Along with eight million people, I’m watching cup cake capitalism this summer.
The first challenge in this year’s The Great British Bake Off was to make a Mary Berry cherry cake.
Waitrose said that demand for cherries rose by 25 percent that week.
Books by the judges, including recipes in the contest, are in the bestseller lists.
The show follows the rules of the genre. There are the slow pauses before revealing the results of elimination.
There is the carefully constructed cross section of contestants.
The young, nervous, middle class over-achiever. The stressed super mum. The ethnic minority member who is complimented—patronised—on their use of spicing.
As the contestants get fewer, the space for mawkish backstory increases.
There is something annoying in the idea that everything in society has to be competitive. But Bake Off adds something else.
There is food intimidation—“What? You mean you don’t make your own fondant icing?”

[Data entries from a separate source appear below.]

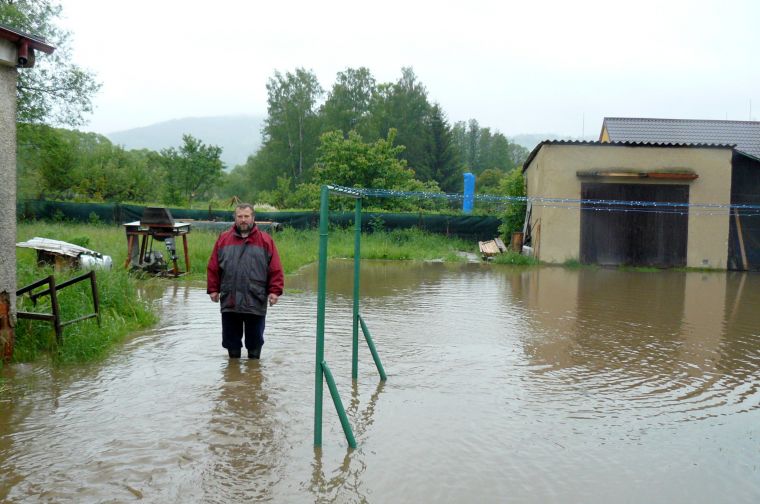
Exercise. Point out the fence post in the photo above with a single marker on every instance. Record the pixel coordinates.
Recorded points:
(321, 294)
(357, 265)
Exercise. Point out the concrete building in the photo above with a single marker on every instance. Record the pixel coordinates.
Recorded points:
(744, 221)
(630, 203)
(16, 51)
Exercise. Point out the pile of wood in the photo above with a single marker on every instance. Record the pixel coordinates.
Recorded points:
(491, 248)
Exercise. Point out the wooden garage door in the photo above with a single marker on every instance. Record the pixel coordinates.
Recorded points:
(642, 236)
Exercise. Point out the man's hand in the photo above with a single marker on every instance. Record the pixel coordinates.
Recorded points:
(273, 299)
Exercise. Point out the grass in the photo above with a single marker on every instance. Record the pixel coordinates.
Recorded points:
(125, 304)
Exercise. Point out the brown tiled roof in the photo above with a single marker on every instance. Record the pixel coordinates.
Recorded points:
(745, 135)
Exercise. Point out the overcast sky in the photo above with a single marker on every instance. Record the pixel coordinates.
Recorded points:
(520, 67)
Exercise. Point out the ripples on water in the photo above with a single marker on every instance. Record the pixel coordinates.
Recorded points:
(540, 385)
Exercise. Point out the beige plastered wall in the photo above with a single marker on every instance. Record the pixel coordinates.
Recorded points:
(556, 226)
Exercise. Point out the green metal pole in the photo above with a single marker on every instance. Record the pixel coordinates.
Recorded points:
(339, 406)
(321, 289)
(372, 349)
(357, 264)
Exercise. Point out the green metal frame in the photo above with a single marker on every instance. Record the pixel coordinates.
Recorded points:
(322, 371)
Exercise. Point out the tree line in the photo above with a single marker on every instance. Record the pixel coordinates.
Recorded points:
(359, 133)
(306, 125)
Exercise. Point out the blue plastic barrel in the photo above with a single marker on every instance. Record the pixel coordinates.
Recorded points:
(469, 192)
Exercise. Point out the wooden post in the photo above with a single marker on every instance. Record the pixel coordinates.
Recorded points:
(7, 336)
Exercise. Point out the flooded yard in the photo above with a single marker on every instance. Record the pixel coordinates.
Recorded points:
(504, 385)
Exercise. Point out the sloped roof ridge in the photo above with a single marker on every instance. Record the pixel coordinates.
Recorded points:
(664, 119)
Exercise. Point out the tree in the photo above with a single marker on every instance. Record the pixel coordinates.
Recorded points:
(443, 161)
(352, 162)
(291, 129)
(55, 90)
(512, 218)
(192, 170)
(348, 105)
(404, 106)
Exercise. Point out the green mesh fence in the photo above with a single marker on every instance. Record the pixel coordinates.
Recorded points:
(463, 226)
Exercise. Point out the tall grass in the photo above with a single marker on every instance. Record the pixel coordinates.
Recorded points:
(122, 310)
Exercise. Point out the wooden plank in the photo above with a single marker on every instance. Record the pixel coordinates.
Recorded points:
(500, 245)
(488, 248)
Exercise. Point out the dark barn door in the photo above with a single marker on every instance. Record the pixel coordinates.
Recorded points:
(641, 236)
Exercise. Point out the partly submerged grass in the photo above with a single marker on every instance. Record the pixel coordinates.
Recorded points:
(124, 310)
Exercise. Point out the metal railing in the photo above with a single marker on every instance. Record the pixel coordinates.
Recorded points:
(322, 371)
(52, 291)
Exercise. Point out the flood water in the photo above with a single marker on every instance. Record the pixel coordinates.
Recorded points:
(539, 385)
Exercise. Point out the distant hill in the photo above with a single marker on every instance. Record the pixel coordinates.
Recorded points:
(530, 140)
(238, 136)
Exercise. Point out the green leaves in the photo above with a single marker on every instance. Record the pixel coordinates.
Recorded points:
(192, 170)
(55, 91)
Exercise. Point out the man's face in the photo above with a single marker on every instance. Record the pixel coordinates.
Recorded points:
(244, 219)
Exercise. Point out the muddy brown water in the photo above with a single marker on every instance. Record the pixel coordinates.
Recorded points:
(540, 385)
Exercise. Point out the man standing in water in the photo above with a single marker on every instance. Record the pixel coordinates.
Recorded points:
(244, 274)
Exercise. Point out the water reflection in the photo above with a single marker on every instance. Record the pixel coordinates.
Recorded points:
(538, 385)
(244, 443)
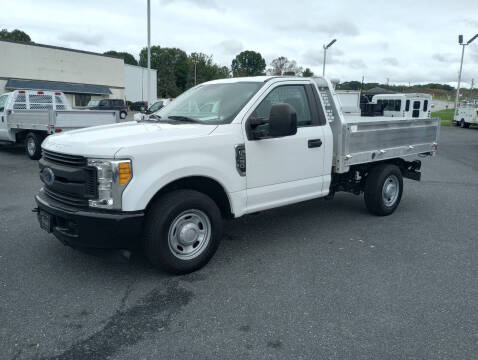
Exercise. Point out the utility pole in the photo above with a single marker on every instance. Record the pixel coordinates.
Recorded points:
(460, 41)
(195, 72)
(325, 54)
(149, 54)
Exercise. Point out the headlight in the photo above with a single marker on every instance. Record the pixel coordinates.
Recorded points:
(113, 176)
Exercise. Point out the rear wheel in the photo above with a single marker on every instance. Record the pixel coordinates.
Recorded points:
(383, 189)
(183, 230)
(33, 145)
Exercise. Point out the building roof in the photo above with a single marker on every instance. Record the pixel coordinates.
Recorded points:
(20, 84)
(60, 48)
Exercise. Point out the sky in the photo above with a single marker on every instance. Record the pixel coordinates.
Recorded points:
(399, 42)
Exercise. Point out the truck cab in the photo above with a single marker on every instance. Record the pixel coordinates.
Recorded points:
(222, 149)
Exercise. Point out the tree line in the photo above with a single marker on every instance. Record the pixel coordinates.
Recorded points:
(178, 71)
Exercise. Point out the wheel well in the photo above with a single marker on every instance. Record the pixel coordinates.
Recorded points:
(204, 185)
(355, 179)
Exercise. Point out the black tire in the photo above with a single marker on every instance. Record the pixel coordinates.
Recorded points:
(376, 201)
(161, 217)
(33, 145)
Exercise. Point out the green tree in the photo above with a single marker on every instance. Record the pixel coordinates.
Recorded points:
(172, 65)
(307, 73)
(248, 63)
(284, 66)
(15, 35)
(127, 57)
(204, 69)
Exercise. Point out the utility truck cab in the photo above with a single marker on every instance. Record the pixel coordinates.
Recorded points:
(411, 105)
(223, 149)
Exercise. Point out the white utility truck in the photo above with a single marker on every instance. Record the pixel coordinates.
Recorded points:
(466, 114)
(166, 182)
(412, 105)
(30, 116)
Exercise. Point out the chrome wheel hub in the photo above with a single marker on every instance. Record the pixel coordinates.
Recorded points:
(189, 234)
(390, 190)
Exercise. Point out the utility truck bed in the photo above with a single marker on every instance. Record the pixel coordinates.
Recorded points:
(362, 139)
(368, 139)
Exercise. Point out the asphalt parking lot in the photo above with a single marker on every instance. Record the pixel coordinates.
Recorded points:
(318, 280)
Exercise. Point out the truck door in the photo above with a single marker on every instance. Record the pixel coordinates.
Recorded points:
(291, 168)
(3, 118)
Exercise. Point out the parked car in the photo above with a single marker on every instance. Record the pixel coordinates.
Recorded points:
(225, 149)
(29, 116)
(137, 105)
(112, 104)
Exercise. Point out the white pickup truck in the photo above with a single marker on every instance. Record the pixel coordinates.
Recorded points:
(166, 182)
(31, 115)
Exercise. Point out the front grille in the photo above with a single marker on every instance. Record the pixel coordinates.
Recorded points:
(66, 198)
(75, 183)
(64, 159)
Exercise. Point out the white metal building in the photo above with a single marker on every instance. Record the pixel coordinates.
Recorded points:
(81, 75)
(136, 80)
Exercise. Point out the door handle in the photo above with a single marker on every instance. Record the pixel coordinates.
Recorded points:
(314, 143)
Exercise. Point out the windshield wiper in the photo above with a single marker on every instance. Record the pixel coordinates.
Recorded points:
(183, 118)
(151, 117)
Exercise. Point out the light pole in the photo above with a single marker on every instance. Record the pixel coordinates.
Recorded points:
(325, 54)
(195, 71)
(148, 93)
(460, 41)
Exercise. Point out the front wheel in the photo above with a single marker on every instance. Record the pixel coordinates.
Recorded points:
(383, 189)
(33, 145)
(183, 230)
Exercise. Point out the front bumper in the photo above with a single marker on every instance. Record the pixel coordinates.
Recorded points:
(91, 229)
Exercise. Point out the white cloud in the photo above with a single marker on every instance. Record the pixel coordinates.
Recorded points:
(372, 40)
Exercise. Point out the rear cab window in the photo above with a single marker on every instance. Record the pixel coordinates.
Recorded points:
(295, 96)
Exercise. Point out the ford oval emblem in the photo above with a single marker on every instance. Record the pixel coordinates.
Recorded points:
(48, 176)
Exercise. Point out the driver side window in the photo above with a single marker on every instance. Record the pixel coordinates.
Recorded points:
(294, 95)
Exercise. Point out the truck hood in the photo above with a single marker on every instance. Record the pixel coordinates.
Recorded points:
(105, 141)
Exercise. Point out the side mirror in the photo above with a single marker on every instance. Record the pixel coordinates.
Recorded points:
(282, 120)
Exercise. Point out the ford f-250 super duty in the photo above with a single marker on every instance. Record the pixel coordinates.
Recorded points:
(223, 149)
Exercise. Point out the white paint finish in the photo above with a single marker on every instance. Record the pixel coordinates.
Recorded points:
(271, 196)
(467, 112)
(274, 163)
(136, 83)
(24, 61)
(280, 171)
(179, 151)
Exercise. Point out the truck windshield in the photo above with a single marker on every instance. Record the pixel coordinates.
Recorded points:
(210, 103)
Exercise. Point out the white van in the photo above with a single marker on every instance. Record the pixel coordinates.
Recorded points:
(411, 105)
(30, 116)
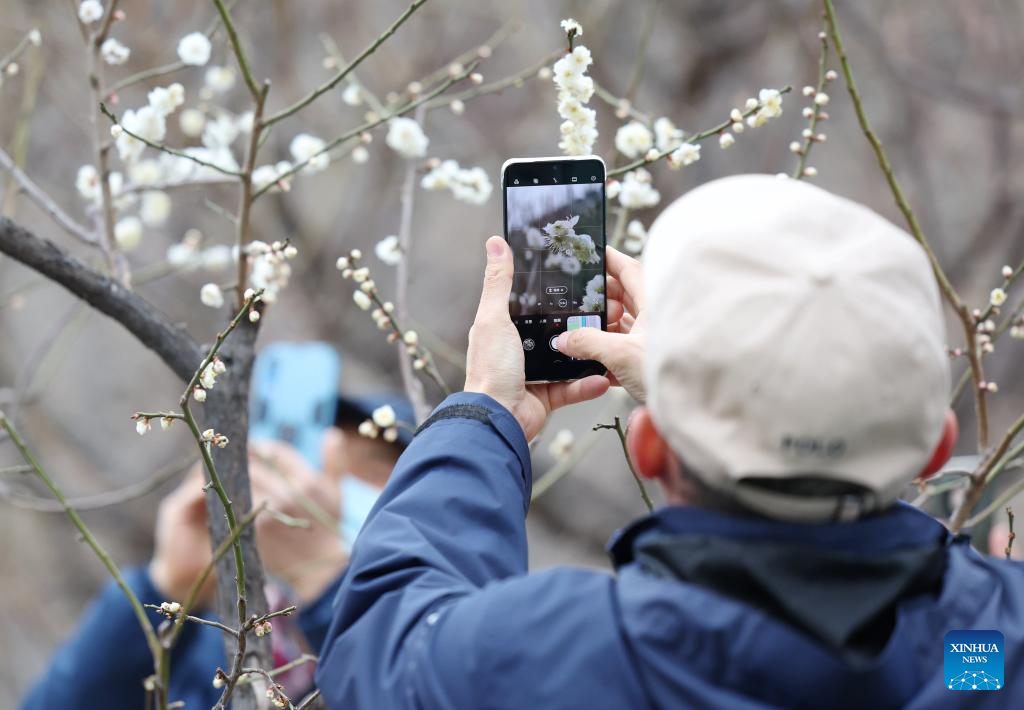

And aspiration—“The brioche disaster was a brave effort.”
It also feeds into the myth that “cooking from scratch” is cheap and easy. What is certainly cheaper and easier is to watch it.
Programme makers and product placers Love Productions say it’s not a game show, but a documentary. It’s neither—but a constructed, conservative fantasy.
It deliberately offers what it thinks is quintessential British eccentricity and niceness.
Cricket is being played on a village green somewhere and empire is around, but not in revolt.
It’s Jane Austen without the slavery.
That explains the endless bad puns, because the show’s defence is that it’s like a seaside postcard.
And that is the problem. It is a self aware world of Keep Calm and Carry On films aren’t just sexist you know.
Escaping from austerity is been sold back to us as austerity chic with irony.
Now, there is nothing wrong with escapism.
It’s like a bit of cake, good to lift the spirits when you’re a bit tired.
But it’s very far from substance—and too much of it can make you feel sick.